AIsa Twitter API Command Center

Security checks across malware telemetry and agentic risk

Overview

This skill appears to do what it claims, but it can expose the AIsa API key in normal command output while enabling Twitter/X posting through a third-party relay.

Install only if you trust AIsa to handle your Twitter/X research, OAuth posting flow, post content, uploaded media, and API key. Do not share authorize or post command output while this version prints the raw AISA_API_KEY; rotate the key if it has already appeared in logs, terminals, or chat transcripts.

SkillSpector

By NVIDIA
Vulnerability Patterns
  • Data ExfiltrationExternal Transmission, Env Variable Harvesting, File System Enumeration
  • Excessive AgencyUnrestricted Tool Access, Autonomous Decision Making, Scope Creep
  • MCP Least PrivilegeUnderdeclared Capability, Wildcard Permission, Missing Permission Declaration
  • Prompt InjectionInstruction Override, Hidden Instructions, Exfiltration Commands
  • Privilege EscalationExcessive Permissions, Sudo/Root Execution, Credential Access
Findings (5)

Lp3

Medium
Category
MCP Least Privilege
Confidence
91% confidence
Finding
The skill declares requirements for an environment variable and clearly instructs use of networked Python scripts, but it does not declare corresponding permissions.
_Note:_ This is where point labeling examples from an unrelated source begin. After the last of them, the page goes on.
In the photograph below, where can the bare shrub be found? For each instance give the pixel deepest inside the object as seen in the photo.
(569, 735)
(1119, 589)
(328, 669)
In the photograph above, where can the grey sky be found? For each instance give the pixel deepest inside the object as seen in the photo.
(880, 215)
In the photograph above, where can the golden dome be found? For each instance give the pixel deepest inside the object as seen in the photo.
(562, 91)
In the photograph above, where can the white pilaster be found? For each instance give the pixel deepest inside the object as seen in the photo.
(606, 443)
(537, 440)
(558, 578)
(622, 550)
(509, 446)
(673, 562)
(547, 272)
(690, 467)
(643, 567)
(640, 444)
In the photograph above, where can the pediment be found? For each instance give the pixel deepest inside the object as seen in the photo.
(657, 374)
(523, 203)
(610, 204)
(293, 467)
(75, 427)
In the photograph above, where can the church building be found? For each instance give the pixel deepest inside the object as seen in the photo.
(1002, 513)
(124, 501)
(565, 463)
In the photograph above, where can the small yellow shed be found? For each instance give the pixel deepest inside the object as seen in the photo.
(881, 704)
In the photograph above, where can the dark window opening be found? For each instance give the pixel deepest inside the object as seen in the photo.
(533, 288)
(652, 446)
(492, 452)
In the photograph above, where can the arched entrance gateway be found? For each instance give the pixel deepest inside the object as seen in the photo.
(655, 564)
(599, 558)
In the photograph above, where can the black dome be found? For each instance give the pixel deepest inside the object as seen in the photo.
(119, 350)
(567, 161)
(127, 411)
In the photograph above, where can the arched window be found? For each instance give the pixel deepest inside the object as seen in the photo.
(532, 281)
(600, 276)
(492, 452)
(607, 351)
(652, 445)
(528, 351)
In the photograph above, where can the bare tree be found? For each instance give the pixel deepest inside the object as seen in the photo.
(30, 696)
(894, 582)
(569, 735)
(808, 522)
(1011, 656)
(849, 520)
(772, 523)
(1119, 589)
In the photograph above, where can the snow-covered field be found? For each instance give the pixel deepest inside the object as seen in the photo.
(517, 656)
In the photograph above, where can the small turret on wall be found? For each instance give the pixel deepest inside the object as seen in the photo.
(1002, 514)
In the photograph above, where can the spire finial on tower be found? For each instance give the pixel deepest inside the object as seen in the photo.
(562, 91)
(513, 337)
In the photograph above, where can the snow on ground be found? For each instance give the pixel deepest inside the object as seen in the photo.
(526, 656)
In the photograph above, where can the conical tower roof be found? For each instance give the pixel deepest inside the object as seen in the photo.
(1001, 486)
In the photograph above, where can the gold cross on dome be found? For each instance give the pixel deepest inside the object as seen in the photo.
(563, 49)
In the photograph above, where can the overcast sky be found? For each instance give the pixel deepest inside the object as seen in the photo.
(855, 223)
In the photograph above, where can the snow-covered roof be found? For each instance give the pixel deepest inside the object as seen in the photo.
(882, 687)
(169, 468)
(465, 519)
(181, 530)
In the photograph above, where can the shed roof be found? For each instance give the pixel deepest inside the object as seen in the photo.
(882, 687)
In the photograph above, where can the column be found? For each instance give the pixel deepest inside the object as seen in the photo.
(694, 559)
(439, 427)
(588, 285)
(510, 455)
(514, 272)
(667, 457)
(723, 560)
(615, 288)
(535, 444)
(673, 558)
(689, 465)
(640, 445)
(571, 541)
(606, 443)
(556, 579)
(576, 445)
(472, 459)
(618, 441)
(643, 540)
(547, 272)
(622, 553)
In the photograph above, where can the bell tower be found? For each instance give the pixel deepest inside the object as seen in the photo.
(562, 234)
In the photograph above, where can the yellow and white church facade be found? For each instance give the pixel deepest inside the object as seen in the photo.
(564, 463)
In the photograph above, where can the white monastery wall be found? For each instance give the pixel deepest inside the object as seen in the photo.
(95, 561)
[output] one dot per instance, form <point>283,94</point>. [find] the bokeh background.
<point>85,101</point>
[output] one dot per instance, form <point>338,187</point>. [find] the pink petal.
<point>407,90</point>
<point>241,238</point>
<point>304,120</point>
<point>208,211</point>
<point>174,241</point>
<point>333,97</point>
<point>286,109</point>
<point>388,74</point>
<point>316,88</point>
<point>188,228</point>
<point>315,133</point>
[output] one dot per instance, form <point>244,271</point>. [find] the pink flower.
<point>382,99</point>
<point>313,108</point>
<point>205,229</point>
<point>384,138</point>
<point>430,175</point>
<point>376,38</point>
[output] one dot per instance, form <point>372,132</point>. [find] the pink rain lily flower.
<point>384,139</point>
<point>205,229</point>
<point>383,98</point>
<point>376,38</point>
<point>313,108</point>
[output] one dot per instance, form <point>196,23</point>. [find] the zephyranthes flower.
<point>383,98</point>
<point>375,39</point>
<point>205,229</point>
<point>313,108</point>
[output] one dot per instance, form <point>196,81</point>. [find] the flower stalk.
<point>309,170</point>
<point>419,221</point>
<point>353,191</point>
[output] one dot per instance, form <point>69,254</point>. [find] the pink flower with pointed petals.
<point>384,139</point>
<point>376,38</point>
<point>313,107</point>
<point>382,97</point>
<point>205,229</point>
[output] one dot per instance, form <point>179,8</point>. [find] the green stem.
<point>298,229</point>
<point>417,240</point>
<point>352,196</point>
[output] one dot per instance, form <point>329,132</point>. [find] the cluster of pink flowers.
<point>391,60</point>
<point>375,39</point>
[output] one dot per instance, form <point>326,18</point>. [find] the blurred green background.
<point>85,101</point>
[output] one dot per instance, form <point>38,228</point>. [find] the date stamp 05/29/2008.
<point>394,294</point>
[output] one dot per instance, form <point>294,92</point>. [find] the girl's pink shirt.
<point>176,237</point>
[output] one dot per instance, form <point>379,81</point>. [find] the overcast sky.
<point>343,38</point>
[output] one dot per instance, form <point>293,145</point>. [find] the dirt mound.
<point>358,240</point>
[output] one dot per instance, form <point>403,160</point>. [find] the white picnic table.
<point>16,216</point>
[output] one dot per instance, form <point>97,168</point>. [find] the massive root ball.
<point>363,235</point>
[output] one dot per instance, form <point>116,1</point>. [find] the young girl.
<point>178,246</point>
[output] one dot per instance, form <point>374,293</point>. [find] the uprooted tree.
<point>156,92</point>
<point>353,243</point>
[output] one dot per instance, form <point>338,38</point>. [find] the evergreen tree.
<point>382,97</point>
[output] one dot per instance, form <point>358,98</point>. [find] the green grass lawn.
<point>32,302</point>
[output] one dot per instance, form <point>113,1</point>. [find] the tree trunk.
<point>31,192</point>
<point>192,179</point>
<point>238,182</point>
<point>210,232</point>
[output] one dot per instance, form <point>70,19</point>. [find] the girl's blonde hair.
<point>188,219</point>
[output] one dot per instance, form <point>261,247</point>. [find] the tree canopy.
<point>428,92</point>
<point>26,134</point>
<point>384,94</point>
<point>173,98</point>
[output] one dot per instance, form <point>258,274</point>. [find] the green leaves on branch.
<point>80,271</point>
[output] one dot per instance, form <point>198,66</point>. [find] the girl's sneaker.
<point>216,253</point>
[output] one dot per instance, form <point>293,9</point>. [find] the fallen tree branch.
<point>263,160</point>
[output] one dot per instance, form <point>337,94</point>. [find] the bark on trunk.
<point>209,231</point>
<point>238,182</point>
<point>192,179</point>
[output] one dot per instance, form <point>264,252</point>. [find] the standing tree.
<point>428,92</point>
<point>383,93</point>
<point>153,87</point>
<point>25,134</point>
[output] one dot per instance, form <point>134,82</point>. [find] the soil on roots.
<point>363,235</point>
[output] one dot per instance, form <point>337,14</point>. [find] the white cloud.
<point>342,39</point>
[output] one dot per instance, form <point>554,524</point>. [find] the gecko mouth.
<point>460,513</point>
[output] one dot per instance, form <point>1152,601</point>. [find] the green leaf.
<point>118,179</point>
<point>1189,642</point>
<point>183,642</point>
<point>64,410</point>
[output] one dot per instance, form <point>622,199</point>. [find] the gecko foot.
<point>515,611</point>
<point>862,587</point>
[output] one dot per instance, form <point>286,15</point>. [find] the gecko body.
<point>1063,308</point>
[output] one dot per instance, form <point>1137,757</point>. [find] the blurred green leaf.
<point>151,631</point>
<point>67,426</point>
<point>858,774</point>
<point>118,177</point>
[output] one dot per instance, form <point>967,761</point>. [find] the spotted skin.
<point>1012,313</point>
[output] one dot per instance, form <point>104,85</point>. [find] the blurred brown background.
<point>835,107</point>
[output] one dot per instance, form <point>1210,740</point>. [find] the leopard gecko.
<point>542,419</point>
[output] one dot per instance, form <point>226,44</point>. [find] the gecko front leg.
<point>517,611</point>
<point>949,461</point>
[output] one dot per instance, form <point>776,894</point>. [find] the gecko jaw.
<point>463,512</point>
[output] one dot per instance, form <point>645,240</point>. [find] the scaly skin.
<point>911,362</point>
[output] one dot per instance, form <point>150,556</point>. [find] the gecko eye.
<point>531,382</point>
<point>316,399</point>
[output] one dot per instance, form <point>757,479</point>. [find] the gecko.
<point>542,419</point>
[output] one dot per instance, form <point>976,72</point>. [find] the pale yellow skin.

This creates a transparency and consent problem: an agent or user may invoke a skill that can access secrets and transmit data externally without an explicit permission model, increasing the risk of unintended secret exposure or unreviewed outbound requests.

Context-Inappropriate Capability

Medium
Confidence
98% confidence
Finding
The publish flow includes the raw AISA API key in JSON output, which can expose a bearer credential to terminal logs, calling agents, CI systems, or chat transcripts. Because this key authorizes requests to the upstream AIsa API, disclosure can enable unauthorized use of the service well beyond the immediate Twitter action.

Context-Inappropriate Capability

Medium
Confidence
98% confidence
Finding
The authorize command returns the raw AISA API key even though the command's purpose is only to fetch an authorization URL. This unnecessarily discloses a reusable secret during a flow that is likely to be copied into consoles, notebooks, or agent outputs, increasing the chance of credential theft.

Missing User Warnings

Medium
Confidence
94% confidence
Finding
The document states that local files are read and sent to the relay backend and that posting goes to api.aisa.one, but it does not present this as a clear user-facing warning or consent requirement before transmission. In a skill that can upload local workspace media and publish user content externally, lack of explicit disclosure increases the risk of users unintentionally sending sensitive files or text to a third-party service.

Missing User Warnings

Medium
Confidence
99% confidence
Finding
Echoing an API key in normal command output is a direct secret-handling flaw. In this skill context, outputs may be consumed by LLM agents, shells, logs, or workflow systems, so a printed bearer token can be propagated widely and reused by anyone who sees it.

VirusTotal

63/63 vendors flagged this skill as clean.